EM 2016: Vorsicht beim Ticketkauf auf dem Zweitmarkt

Bild EM 2016: Tickets kaufen und verkaufenHaben Sie ein Ticket zur Fußball-EM ergattert? Falls nicht und Sie spontan doch noch ins Stadion nach Frankreich wollen, gibt es noch die Möglichkeit, Karten von privat zu kaufen. Doch auf dem Zweitmarkt tummeln sich viele Betrüger.

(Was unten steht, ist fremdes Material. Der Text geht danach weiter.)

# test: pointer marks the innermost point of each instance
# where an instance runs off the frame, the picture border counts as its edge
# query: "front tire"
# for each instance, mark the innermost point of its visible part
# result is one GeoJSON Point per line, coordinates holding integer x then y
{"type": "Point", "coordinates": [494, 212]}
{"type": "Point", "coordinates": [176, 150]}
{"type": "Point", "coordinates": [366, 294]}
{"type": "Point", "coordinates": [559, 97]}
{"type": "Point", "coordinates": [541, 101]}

Offiziell nur noch wenige Tickets verfügbar

Wen kurzfristig noch das EM-Fieber packt, der kann zumindest von offizieller Seite aus kein Ticket mehr für die Begegnungen mit deutscher Beteiligung ergattern. Die Verfügbarkeit der EM-Tickets auf der Uefa-Webseite ist bereits stark eingeschränkt. Doch viele Fans sind bereit, für ihre Wunsch-Eintrittskarte auch auf dem Zweitmarkt viel Geld zu lassen. Dabei gibt es jedoch einiges zu beachten, für Käufer wie Verkäufer.

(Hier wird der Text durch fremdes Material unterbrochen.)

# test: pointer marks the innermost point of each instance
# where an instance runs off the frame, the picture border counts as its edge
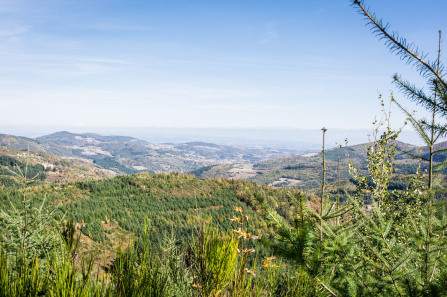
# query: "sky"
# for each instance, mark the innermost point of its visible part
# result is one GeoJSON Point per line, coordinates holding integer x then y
{"type": "Point", "coordinates": [85, 65]}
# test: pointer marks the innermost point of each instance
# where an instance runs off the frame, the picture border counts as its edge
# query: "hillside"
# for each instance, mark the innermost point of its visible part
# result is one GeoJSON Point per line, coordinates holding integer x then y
{"type": "Point", "coordinates": [108, 212]}
{"type": "Point", "coordinates": [304, 171]}
{"type": "Point", "coordinates": [129, 155]}
{"type": "Point", "coordinates": [48, 168]}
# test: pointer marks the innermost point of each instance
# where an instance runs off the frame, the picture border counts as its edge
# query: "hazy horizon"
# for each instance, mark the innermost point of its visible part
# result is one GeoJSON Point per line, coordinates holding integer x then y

Mitte Juni sind auf der Uefa-Webseite noch Karten für einige Karten zu haben, so etwa für das Spiel der Ukraine gegen Irland am 16. Juni in Lyon, oder die Partie Island–Ungarn am 18. Juni in Marseille. Die echten Top-Begegnungen des Fußball-Events  sind online dagegen schon ausverkauft. Beste Bedingungen für Verkäufer auf dem Zweitmarkt – und leider auch für Betrüger. Für Fußballfans gilt besondere Vorsicht, wenn sie beim Ticketkauf nicht auf Fälschungen hereinfallen wollen.

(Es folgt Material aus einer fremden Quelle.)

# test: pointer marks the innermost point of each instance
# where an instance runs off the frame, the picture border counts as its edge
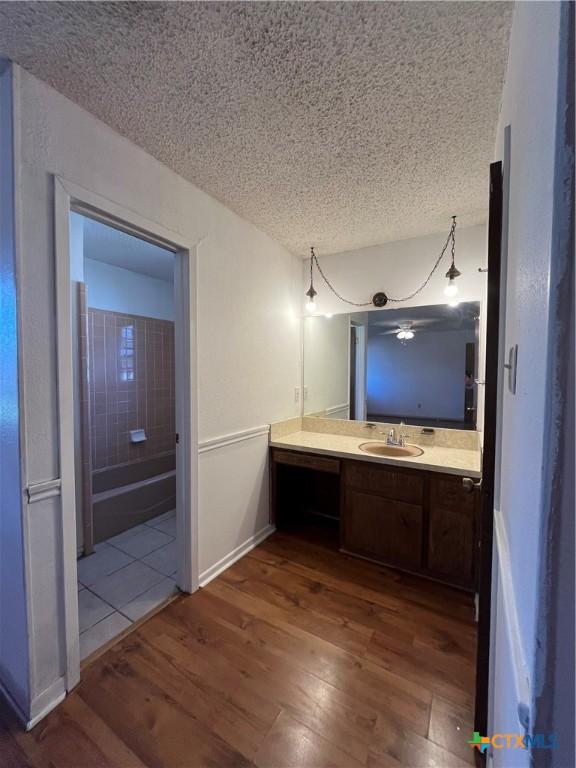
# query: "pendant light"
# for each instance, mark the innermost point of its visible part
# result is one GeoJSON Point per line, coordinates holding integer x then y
{"type": "Point", "coordinates": [311, 293]}
{"type": "Point", "coordinates": [451, 290]}
{"type": "Point", "coordinates": [381, 299]}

Käufer: Vorsicht vor Ticketfälschungen für die EM 2016

Verbraucherschützer raten, außerhalb der offiziellen Uefa-Webseite, nur bei autorisierten Tickethändlern nach Eintrittskarten für die EM 2016 zu suchen. Um Auktionsplattformen oder allgemeine Verkaufsportale sollten Interessierte lieber einen Bogen machen. Hier ist die Gefahr zu groß, für teures Geld entweder eine gefälschte oder gar keine EM-Karte zu erhalten. Wer sein EM-Ticket von privat kaufen will, macht sich zunächst einmal nicht strafbar. Zwar gibt es ein Weiterverkaufsverbot seitens der Uefa, doch das gilt nach einem Urteil des Bundesgerichtshof (BGH) aus dem Jahre 2008 nicht für Privatverkäufe. Im Idealfall kennen und vertrauen Verkäufer und Käufer sich. Dann bleibt auch der Preis meist im Rahmen. Kauft man jedoch vor dem Stadion bei einer fremden Person ein Ticket, ist das Risiko nicht unerheblich. Im Schadensfall bleiben Fußballfans, die bereits Anreise- und Übernachtungskosten für die EM in Frankreich zahlen mussten, auch noch auf den Ticketkosten sitzen, und dürfen nicht einmal ins Stadion. Oft sind Ticketfälschungen derart gelungen, dass es Laien schwer fallen dürfte, diese von den Originalen zu unterscheiden. Gehen Käufer einem Betrüger auf dem Leim, können sie gegen diesen Schadensersatzansprüche und Strafanzeige stellen. Dass der Täter auch wirklich gefasst wird, ist, gerade bei gefälschten Online-Profilen auf Verkaufsplattformen jedoch eine Seltenheit.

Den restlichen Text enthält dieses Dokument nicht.